Doğayı, tarihi ve kültürel mirası korumak ve tanıtmak, çevre kirliliğine karşı mücadele etmek, sanat ve kültür alanında çalışmak, turizmi desteklemek ve ortak değerleri yaşatarak çoğaltmak derneğimizin ana misyonudur. Adalar’ın SİT Alanı statüsünün korunması süresiz bir hedeftir. Adalar kıyı dantelasının korunması, deniz temizliği, halkın denizden faydalanması ve Adalardaki orman alanlarının Milli Park statüsüne alınması derneğimizin kuruluş amaçlarındandır.
Adalardaki kalabalığın ve kirliliğin bir İstanbul’a bakan yönü, bir de Adalar ilçesine dair yönü var. İstanbul’un dört yanı deniz, ortası Boğaz ama denize girecek yer neredeyse kalmadı. Bu da Adalar’a akına yol açıyor. Ne var ki, sadece bir takım “özel” plaj işletmecileri bu akını kazanca dönüştürüyor. Kazanç işletmeciye, çöp ve pislik ise belediyeye ve Ada halkına kalıyor.
Oysaki Adalara gelen herkes belli bir para ödeyerek ilçeye girebilmeli, toplanan para belediye bütçesine aktarılarak sorunların çözümü için harcanmalıdır. Adalara yolcu taşıyan vapur ve motor ücretlerinden belli bir oranda kesinti yapılarak Adalar Belediyesine verilmelidir. Kazanç belediye bütçesine yönelmediği gibi, buraya gelenlerin ortaya bıraktığı, saçtığı her tür artık ve atık ilçeye ek yük ve maliyet olarak kalıyor!
Bir başka yakıcı sorun, bayramlarda ulaşımın ücretsiz olmasıyla Ada’ya akıl almaz boyutlarda ziyaretçi akını. Çöp, kirlilik bir yana, can ve mal güvenliğini tehlikeye atan bir durum. Ücretsiz ulaşımla İstanbul’un dört bir yanından insanlar buraya geliyor. İstanbul’un çeperlerindeki yerli halkın yanı sıra Asya ve Afrika’nın derinliklerinden İstanbul’a sığınmış, atölyelerde, şurada burada gün yüzü görmeden çalışan, yaşayan çoğu genç insan da “tatil günleri” adeta “cennet”e; Ada’ya koşuyor. Ada, adeta herhangi bir kayda kurala bağlı olmaksızın her tür serbestliğe sahip olunan yer olarak görülüyor. Dini ve Ulusal Bayram tatillerinde ulaşımın ücretsiz olması uygulamasından Adalar ilçesinin istisna tutulmasını Adalar Belediye Meclisi oybirliği ile kabul ve talep etmiştir. İBB Meclisinin karar alması beklenmektedir.

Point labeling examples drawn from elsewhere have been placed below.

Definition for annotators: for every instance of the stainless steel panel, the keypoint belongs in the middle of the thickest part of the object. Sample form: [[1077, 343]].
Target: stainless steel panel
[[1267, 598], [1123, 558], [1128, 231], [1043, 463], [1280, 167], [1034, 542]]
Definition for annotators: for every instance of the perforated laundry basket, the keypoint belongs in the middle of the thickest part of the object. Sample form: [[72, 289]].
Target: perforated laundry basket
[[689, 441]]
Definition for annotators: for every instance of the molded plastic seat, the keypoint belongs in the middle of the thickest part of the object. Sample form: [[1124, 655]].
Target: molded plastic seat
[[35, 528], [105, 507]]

Ada sokakları ve caddeleri gibi ormanlarımız da korkunç bir pislik içinde. Pislik içinde yaşamaya mahkûm değiliz.
Burası güya sit alanı! Doğal dokunun koruma altında olması gerekiyor. Şu anki durumda bu kimsenin umurunda değil. Bu sahipsizlik ve kayıtsızlık altında hiçbir şeyi korumak mümkün değil. Adalar’da kurulu en eski STK olan Ada Dostları Derneğimizin tüzüğünde de yer alan, “Adaların milli park ilan edilmesi” önerisi bir an önce uygulamaya konarak ilk adım atılabilir.
Anayasaya açıkça aykırı şekilde Türkiye’nin diğer sahillerinde de yaygınlaşmaya başlayan, çoğu ruhsatsız plajlara Deli Dumrul gibi giriş ücreti alınması uygulamasına karşı önlem alınmalı, yasa dışılığa son verilmelidir. Halk için olduğu gibi yerel yönetim cephesinden de kamu yararı gözetilmelidir.

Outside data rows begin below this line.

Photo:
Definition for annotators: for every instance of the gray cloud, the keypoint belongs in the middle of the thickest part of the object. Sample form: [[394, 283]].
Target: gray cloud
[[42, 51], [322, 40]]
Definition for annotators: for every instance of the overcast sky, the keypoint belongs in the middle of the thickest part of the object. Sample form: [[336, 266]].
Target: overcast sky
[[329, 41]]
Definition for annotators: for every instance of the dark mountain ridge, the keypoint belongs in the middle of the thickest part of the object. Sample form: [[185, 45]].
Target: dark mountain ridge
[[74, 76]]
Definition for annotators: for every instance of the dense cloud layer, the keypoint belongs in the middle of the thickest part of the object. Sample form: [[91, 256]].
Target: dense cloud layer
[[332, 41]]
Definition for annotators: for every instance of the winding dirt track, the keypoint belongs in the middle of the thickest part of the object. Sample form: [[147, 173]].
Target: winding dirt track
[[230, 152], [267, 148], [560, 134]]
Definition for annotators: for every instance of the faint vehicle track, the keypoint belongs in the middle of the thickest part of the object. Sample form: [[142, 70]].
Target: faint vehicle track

Adalıların denize ücretsiz olarak girememesi ise yıllardan beri konuşulan ama çözülemeyen ekstra bir garabettir. “Adalıları deniz ile buluşturacağız” diye yönetime gelenlerin de bu sorunu çözmedikleri ortada. Günübirlikçilerin yanı sıra esnaf ve yerel halkın çöpünü yerlere atması önemli bir sorun, çöp tenekesi olduğu halde yerlere çöp atılıyor. Caydırıcı önlemler ve ceza uygulanması gerekir. İdari para cezalarının uygulanması için polis ve zabıta görevini yapmalıdır.

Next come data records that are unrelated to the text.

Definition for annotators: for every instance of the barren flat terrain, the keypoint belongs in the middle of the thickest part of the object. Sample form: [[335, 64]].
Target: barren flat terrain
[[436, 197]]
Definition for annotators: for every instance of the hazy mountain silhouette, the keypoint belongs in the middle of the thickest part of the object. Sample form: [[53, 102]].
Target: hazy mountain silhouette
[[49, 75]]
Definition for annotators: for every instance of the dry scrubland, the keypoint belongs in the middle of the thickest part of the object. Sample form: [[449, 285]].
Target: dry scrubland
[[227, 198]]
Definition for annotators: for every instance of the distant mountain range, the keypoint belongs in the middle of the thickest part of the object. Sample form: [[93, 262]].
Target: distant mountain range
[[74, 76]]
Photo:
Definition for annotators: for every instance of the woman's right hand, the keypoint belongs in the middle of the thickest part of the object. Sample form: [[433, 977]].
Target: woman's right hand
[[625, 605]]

Yerel yönetime büyük görev düşmektedir: İlçenin sorunlarını çözemeyecek olanlar göreve gelmemeli, yönetime aday olanlar bu sorunları bilerek aday olmalı, göreve gelen de sorunu çözmelidir. Adalara gelen insan sayısının çok fazla olması nedeniyle sorunların çözülemeyeceği yönünde peşin bir ön kabul ile hareket edilmesi ve vurdumduymazlık kabul edilemez.